The Ministry of Women and Child Development has said in a statement that “The publishing agencies of the Global Hunger Report, Concern Worldwide and Welt Hunger Hilfe have not done their due diligence before releasing the report. The methodology used by FAO is unscientific. They have based their assessment on the results of a ‘four question’ opinion poll, which was conducted telephonically by Gallup”.

The government says that the report is inflating the ratio of undernourished people: [The report] “has increased the value of ‘proportion of population undernourished’ from 14.0% for the previous period 2017-19 to 15.3% for the latest period 2018-20” and this has been questioned.

It has also expressed “surprise” that Afghanistan, Bangladesh, Nepal and Sri Lanka have been able to improve their performance on undernourishment during the pandemic notwithstanding the economic shock, income and job losses.

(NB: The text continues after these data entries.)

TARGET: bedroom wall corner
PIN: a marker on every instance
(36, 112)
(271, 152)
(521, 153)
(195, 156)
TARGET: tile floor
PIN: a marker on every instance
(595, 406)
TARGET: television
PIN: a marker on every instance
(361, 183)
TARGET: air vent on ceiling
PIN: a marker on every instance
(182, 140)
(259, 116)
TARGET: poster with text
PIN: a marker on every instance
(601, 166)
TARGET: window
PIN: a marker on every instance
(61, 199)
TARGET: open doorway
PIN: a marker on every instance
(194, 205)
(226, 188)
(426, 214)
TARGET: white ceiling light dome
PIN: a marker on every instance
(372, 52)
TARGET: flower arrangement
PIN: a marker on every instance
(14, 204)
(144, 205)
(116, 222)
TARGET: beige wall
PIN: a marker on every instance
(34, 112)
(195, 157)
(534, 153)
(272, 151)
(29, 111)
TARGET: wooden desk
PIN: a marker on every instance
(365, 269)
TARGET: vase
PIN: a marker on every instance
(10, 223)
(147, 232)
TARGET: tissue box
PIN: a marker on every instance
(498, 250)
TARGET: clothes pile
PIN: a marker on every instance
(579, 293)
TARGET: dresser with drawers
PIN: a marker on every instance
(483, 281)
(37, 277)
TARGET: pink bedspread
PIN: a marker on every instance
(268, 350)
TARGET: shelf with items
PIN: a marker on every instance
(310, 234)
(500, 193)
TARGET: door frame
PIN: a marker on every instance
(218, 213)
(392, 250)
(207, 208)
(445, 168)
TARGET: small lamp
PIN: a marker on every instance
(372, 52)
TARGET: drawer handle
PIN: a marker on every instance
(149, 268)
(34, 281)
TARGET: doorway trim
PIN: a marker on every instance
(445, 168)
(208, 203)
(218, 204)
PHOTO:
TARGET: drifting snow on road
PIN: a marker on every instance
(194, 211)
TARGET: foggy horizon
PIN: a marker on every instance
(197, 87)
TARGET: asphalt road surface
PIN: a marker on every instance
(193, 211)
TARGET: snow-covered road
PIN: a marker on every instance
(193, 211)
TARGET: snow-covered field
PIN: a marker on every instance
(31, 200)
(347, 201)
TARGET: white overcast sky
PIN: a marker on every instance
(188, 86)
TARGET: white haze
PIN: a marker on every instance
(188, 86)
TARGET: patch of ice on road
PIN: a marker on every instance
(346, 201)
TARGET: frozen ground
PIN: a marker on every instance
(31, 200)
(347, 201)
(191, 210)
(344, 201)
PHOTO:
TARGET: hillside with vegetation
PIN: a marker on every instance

Our World In Data Figures Show Otherwise

However, there are other sources which depict the actual situation of hunger. Our World In Data for 2017 showed that 571.12 million people in India cannot afford a healthy diet, which is the highest absolute number in the world, followed by Nigeria at 133.40 million people.

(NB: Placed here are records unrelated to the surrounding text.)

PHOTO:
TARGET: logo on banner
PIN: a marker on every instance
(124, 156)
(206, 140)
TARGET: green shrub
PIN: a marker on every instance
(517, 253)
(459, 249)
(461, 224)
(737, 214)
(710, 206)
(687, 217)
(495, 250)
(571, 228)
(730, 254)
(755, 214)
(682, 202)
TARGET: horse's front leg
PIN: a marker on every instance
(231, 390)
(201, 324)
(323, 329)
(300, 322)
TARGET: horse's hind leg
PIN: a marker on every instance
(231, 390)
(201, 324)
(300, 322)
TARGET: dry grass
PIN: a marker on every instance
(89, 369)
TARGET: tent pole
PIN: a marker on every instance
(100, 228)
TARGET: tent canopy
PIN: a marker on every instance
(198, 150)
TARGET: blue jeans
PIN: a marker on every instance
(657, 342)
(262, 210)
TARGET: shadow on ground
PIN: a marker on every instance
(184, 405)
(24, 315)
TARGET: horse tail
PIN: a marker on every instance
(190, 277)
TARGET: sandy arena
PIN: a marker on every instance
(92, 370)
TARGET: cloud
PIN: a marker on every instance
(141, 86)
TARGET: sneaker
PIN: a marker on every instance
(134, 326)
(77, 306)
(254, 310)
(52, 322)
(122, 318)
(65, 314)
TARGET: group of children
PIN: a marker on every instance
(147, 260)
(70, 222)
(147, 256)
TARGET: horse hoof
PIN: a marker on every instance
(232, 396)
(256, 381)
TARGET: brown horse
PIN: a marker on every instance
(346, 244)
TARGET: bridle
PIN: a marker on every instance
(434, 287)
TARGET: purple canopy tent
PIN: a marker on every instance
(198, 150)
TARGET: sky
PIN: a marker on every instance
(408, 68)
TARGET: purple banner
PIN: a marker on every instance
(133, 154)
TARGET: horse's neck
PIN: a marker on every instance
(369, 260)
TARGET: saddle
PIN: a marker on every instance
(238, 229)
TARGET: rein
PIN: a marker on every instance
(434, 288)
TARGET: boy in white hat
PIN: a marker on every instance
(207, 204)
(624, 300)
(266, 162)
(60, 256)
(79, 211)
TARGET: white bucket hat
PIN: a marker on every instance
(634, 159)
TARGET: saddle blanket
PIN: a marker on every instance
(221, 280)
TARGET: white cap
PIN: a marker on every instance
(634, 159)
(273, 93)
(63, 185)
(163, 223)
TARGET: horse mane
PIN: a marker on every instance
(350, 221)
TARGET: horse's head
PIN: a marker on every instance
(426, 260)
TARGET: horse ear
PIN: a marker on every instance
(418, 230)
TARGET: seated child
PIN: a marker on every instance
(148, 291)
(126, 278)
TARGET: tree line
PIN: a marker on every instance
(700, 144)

The parameter is defined as: “A diet is deemed unaffordable if it costs more than 63% of a household's income. The cost of a nutrient adequate diet is defined as the lowest-cost set of items available at each time and place that would stay within the lower and upper bounds for dietary energy and all essential nutrients”.

This almost corresponds to the situation of under-5 mortality, wherein India ranks second behind Nigeria in United Nations International Children’s Emergency Fund’s (UNICEF) report titled ‘The State Of World’s Children 2021’. 824,000 Indian children under 5 died in 2019, the report shows.

Our World In Data also shows figures from 2016 comparing India’s per capita food expenditure ($311.00) to its per capita GPD ($1,732.55), which comes to around 17.95%. This clearly shows that the food situation in India is indeed precarious, and deserves attention instead of dismissal from the government.

The last official estimate of Poverty in 2011-12 was released by Planning Commission at

21.92%, estimated using the Tendulkar Committee approach. United Nations Millennium Development Goals (MDG) programme said that in 2018-19, 80 million out of India’s 1.2 billion, or 6.7%, lived below the poverty line of $1.25 per day.